Child-rearing is tricky business and there are so many factors that intervene. The simple nurture versus nature is not clear cut at all. Just yesterday on receiving an anniversary photo, I was stunned to see a resemblance to my father in my cousin’s son, something about the jaw. And today, apparently one’s gene can morph in response to the environment, called epigenics, I believe. So that a mother carrying a donor egg in her womb will wash that child in her own cells and the child will inherit some of her characteristics.

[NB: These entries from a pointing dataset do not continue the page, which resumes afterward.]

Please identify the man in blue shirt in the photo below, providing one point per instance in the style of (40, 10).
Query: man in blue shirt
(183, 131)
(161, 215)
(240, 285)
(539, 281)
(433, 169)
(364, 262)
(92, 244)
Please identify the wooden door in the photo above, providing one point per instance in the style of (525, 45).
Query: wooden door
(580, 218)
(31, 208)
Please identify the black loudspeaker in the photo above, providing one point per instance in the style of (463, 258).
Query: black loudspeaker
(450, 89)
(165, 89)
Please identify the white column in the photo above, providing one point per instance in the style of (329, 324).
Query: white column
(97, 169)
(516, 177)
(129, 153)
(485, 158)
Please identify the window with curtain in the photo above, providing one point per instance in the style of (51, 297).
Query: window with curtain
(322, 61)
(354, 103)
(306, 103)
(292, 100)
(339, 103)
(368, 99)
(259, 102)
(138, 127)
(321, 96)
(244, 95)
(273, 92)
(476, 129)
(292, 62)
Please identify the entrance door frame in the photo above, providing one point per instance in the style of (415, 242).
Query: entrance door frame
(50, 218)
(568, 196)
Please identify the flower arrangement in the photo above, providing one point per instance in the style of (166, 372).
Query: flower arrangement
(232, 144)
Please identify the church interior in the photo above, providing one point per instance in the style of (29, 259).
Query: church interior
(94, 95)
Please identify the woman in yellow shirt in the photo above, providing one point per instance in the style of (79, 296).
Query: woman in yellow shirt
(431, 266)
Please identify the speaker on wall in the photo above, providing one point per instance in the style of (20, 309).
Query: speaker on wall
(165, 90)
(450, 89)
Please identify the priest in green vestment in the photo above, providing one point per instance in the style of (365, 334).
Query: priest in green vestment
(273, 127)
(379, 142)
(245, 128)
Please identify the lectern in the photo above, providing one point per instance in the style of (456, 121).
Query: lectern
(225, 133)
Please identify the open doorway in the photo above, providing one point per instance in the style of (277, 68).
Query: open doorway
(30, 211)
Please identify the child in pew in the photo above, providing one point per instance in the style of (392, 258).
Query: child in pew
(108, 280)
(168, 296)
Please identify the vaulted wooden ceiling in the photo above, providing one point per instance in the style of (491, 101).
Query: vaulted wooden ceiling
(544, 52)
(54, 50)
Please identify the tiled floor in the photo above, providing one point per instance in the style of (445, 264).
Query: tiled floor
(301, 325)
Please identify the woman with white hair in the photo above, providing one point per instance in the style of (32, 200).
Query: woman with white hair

It’s easier in books because the people are fictional creations, built of course from real people, but the author can mold, distort and play with the impact of events. Just yesterday a friend at lunch mentioned that a former student from Northern, Clare Cameron, had written a book “The Bear ” that described the catastrophe that befell the children after the attack. I thought immediately of ” Canada “by Richard Ford, the children caught in the drama of their parents’ actions; and then also” Room “by Emma Donoghue, the horror of growing up and being forcibly confined in a tiny room. Although all events were based on believable stories that have occurred, the author has the freedom to delve into their literary heads, scoop out and arrange her/his own reactions to the unfortunate and terrible plights. The literary license not only permits but encourages this: the telling of truth is oftentimes more shattering than fiction- as in Anne Frank’s death from typhoid several weeks before Bergen-Belson concentration camp was liberated. More and more of Anne’s life has been revealed after her father’s death as he did not want some of her most personal thoughts from her journal publicly exposed, her fame exploited.
But like many of my discourses that have found a new track upon which to travel, my topic originally concerned first borns, who are supposed to excel over their sibs because of parental attention, first borns who tweak and break your hearts because you do not know what to expect, first borns because they are afterall, first.